Entre o princípio e o final da década foram construídas dezenas de milhar de casas, sobretudo apartamentos, que a pouco e pouco deixavam de se chamar «andares». Lisboa tornava-se numa Grande Lisboa, engolindo a zona da Amadora, que subiu a cidade em 1979, a margem sul do Tejo, a Linha de Sintra e a de Cascais, esticando-se na cidade para as zonas do Alto do Lumiar ou de Telheiras, por exemplo. Obviamente, esta construção estendeu-se a outras zonas do território, numa oferta ligada às políticas públicas como o Fundo de Fomento à Habitação e cooperativas de habitação, programas de realojamento, ajudada numa fase posterior pelo preço cada vez mais baixo do dinheiro, por conta da descida dos juros, aspetos da vida adulta que desconhecia, embora soubesse que os meus pais pagavam ao banco um empréstimo todos os meses. O que sabia também é que o Algarve estava todo «estragado pela construção», como tantas vezes se ouvia. A necessidade, a falta de políticas de território e legislação apropriada permitiram inúmeras construções clandestinas, um caos de gostos, opções e soluções de ocupação de espaço, com quintais, placas de lusalite, zincos, cimentos e grades usados como o construtor-proprietário bem entendesse.

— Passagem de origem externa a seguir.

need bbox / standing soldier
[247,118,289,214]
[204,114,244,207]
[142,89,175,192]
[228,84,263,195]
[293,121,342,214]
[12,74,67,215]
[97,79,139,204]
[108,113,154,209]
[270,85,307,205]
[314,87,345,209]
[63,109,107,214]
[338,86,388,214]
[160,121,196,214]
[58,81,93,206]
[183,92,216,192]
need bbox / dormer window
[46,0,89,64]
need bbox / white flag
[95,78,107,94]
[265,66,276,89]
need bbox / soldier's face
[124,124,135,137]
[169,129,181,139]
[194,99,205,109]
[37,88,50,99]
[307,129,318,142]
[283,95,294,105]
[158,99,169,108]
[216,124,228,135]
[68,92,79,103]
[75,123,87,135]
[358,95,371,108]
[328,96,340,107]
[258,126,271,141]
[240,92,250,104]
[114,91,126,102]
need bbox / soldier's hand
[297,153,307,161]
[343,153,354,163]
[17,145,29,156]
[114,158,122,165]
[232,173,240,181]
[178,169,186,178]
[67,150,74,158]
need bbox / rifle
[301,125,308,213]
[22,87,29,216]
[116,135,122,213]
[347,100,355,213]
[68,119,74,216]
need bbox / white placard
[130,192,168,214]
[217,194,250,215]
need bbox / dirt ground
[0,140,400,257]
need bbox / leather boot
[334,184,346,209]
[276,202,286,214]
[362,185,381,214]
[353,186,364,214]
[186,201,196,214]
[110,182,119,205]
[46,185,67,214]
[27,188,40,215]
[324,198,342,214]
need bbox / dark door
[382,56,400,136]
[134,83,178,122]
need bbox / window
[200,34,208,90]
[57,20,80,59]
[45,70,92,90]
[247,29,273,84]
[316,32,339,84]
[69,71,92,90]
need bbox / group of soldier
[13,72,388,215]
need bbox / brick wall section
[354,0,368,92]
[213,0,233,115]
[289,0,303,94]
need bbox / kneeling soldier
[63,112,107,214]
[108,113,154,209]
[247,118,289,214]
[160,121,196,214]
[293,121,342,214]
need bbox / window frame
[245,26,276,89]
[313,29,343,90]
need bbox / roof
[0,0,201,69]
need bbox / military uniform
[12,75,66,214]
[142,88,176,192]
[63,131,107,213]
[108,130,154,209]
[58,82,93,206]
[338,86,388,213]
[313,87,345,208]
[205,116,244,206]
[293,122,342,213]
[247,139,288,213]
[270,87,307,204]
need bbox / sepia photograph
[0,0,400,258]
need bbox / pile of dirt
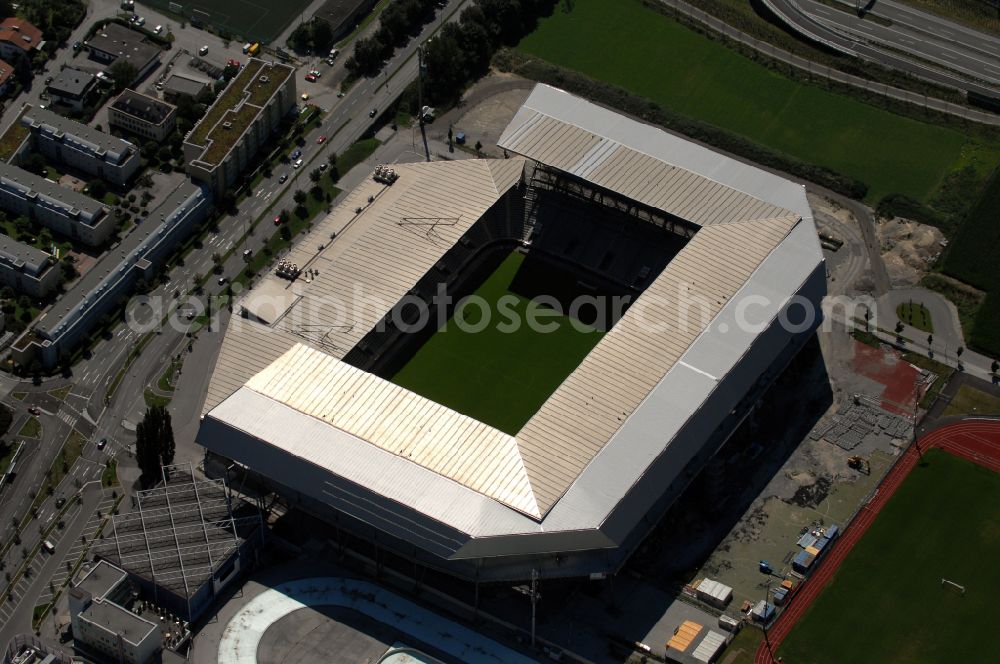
[879,218,945,288]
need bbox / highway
[797,0,1000,85]
[761,0,1000,99]
[0,0,466,644]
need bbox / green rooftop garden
[188,60,291,165]
[188,60,264,145]
[0,109,31,161]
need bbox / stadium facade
[198,85,825,581]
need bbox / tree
[87,178,108,200]
[135,406,174,486]
[108,58,139,92]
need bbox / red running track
[754,419,1000,664]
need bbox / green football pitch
[392,253,603,434]
[778,449,1000,664]
[517,0,1000,202]
[140,0,310,46]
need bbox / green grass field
[518,0,1000,203]
[139,0,309,44]
[778,449,1000,664]
[392,253,603,434]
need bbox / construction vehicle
[847,456,872,475]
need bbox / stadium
[198,85,825,581]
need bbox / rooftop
[97,465,261,598]
[0,60,14,85]
[20,104,139,165]
[200,85,822,540]
[163,74,209,97]
[313,0,369,31]
[87,21,160,73]
[111,90,176,125]
[74,560,128,598]
[0,162,108,223]
[80,600,159,645]
[186,58,294,165]
[35,180,201,338]
[0,233,51,274]
[0,17,42,51]
[47,67,94,97]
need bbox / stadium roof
[199,85,822,544]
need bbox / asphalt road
[796,0,1000,85]
[761,0,1000,99]
[0,0,466,643]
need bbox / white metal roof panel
[246,344,540,519]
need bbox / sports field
[392,253,603,434]
[139,0,310,44]
[518,0,1000,203]
[777,449,1000,664]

A construção civil não começou nos anos oitenta, como é evidente, mas se devemos a esta década o gelado Calippo, também devemos vários bairros e conjuntos de prédios de arquitetura discutível, colmeias de organização e cores muito diversas, com varandas que os moradores se apressavam a fechar com alumínios, formando núcleos de edifícios amontoados em vales e colinas que tornam ainda hoje bastante peculiar, para não dizer outra coisa, a paisagem urbana portuguesa nos arredores das cidades. É de registar que a nostalgia recorrente de quem cresceu perto destas façanhas de cimento e betão não inclua marquises, mas estas existiram no país muito pouco desenvolvido saído da ditadura, em que o gosto e o critério foram vítimas da urgência. Era um tempo em que a sigla mais ouvida deixou de ser MFA (Movimento das Forças Armadas) e passou a ser CEE (Comunidade Económica Europeia) – ajudou que em março de 1981, vindos do Porto e ainda sem Rui Reininho, o Grupo Novo Rock, GNR, lançasse o single «Portugal na CEE», uma sátira cantada a essa obsessão dos políticos que era a adesão ao mercado único. Década depois, é inquestionável a importância de Portugal fazer parte da União Europeia, mas na altura parecia que só alguns políticos se preocupavam com o imperativo que era integrar o mercado comum. É duvidoso que o povo de um modo geral, ou até os artistas, tivesse noção da fortuna que o país viria a ter a partir de 1986. Certamente as crianças não tinham a menor ideia.

Cantavam os GNR:

«Na rádio, na TV
Nos jornais, quem não lê? Portugal e a CEE
Quanto mais se fala menos se vê
Já estou farto e quero ver

Quero ver Portugal na CEE Quero ver Portugal… na CEE»

Como uma língua partilhada, aprendemos logo como funcionava o nosso planeta. Telefonava-se de cafés e pagava-se ao período, como se telefonava de cabines com moedas. Ia-se ao pão, com um saco de pano, o comerciante agarrava as carcaças com a mão depois de manusear as notas e moedas do cliente anterior. Ninguém queria saber. Havia outros problemas na nação que podiam ser pitorescos, como quando os stocks de cigarros em Portugal estavam quase no ponto zero e houve uma invasão espanhola de tabaco.